Brexit fears hit Shareholder Rights Directive

Experts consider what UK withdrawal from the EU could mean for European corporate governance reforms.

Britain needs to continue to play an active role on the global stage on stewardship and shareholder rights, despite the uncertainty triggered by UK’s Brexit vote and its impact on a raft of EU legislation including the Shareholder Rights Directive.
The latest revision to the Shareholder Rights Directive which aims at improving transparency and corporate governance for listed companies within the EU, is currently still at the trialogue stage involving negotiations between the European Commission, Parliament and country representatives. It was expected to come into force later this year.
“The UK’s voice in global markets on stewardship and shareholder rights reform is crucial and the UK still has to participate because this is a key investor risk issue,” says Sarah Wilson, CEO of governance research service Manifest.
The original Shareholders Rights Directive was first introduced in 2007, with amendments in 2010. The latest directive proposes shareholder identification as a right for companies, instead of a service provided by intermediaries, simplification of the control of related party transactions and improvements on the provisions on directors’ remuneration. It also calls for listed companies to disclose information on a country-by-country basis.
Another key provision is to encourage long-term shareholder engagement including engagement of asset managers with companies in which they invest.
The amendments, which were passed by the European Parliament in July 2015, came after earlier proposals were significantly watered down, with a key proposal calling for a binding vote on pay modified to allowing member states to decide if shareholder votes on pay should be binding or advisory. Mandatory employee consultation on executive pay proposals was also excluded.“The simple fact is that the corporate world has been better at lobbying than investors and a lot of what happens in Brussels does depend on lobbying activity,” says Paul Lee, head of corporate governance at Aberdeen Asset Managers. Lee says there was a worry that following Brexit, UK investors would struggle to make their voices heard: “So far, UK investment firms have been the ones who have been most active in pressing for improved shareholder rights and with our views becoming devalued there probably is more scope for the corporate voice to dominate on these issues. The Shareholder Right Directive is the most immediate issue but there are a broader range of issues and although UK investors will remain investors in European companies, it will be much harder to make our points of view heard.”
However David Styles, director of corporate governance at the Financial Reporting Council (FRC), says the UK’s corporate governance framework is well-respected internationally and will remain so: “Leaving the EU means we have to keep a strong focus on making the UK a place where people want to invest,” he added.
Manifest’s Wilson points out that much of what the Directive is now proposing has already been in place in the UK. For example, the binding vote on remuneration was introduced in 2013. UK companies are also obliged to report on whether they have consulted employees on directors’ pay. The maximum amount expected to be paid out to individual executive directors under shareholder approved remuneration policy must also be disclosed by UK companies: “The UK’s position on corporate governance has often been viewed with suspicion by parts of Europe which call it ‘Anglo-Saxon capitalism’. But this is misunderstanding the UK’s position which is not solely about maximising shareholder return, but rather about promoting the success of the company by taking into account a huge range of factors and treating them fairly,” Wilson said.
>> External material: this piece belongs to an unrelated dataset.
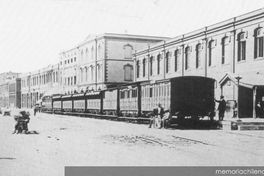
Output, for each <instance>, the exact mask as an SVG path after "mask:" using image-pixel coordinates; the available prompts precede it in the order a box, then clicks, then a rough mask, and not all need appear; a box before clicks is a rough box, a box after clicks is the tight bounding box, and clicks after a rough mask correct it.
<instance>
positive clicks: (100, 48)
mask: <svg viewBox="0 0 264 176" xmlns="http://www.w3.org/2000/svg"><path fill="white" fill-rule="evenodd" d="M101 56H102V47H101V45H100V44H99V45H98V59H102V58H101Z"/></svg>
Aberdeen’s Lee noted that with all amendments and redrafts, the current version of the Directive had only a “few bits” on shareholder rights, while shareholder responsibilities made up the rest of it.
“It’s ironic that the directive that has the name is already more about something else and potentially will head further in that direction,” he added.
However, FRC’s Styles said the “broad-ranging directive” would help improve corporate governance in Europe, pointing to the new disclosure requirements for asset managers and institutional investors which would oblige EU members to introduce a stewardship code in some form.
In the UK, the FRC introduced the Stewardship Code in 2010 to improve the quality of engagement between asset managers and companies.
As part of the revised Directive, asset managers and institutional investors will be required to develop and disclose, on a “comply or explain” basis, a policy on how they exercise voting rights and engage as shareholders in companies they invest in.
While institutional investors will be required to publicly disclose certain aspects of their arrangements with asset managers, asset managers in turn will be required to disclose their portfolio turnoverlevels and whether their investment strategy is based on medium-to-long term performance of the companies invested in.

Key dates of the Shareholder Rights Directive

  • 2007: Original Shareholder Right Directive launched
  • 2010: Amendments to Shareholder Rights Directive
  • April 2015: Proposal by the European Commission for revised Directive
  • May 7, 2015: European Parliament’s JURI Committee approves an amended text of the Commission’s proposal by a 13 – 10 majority
  • July 8, 2015: The European Parliament votes on the proposal with amendments to the text approved by JURI.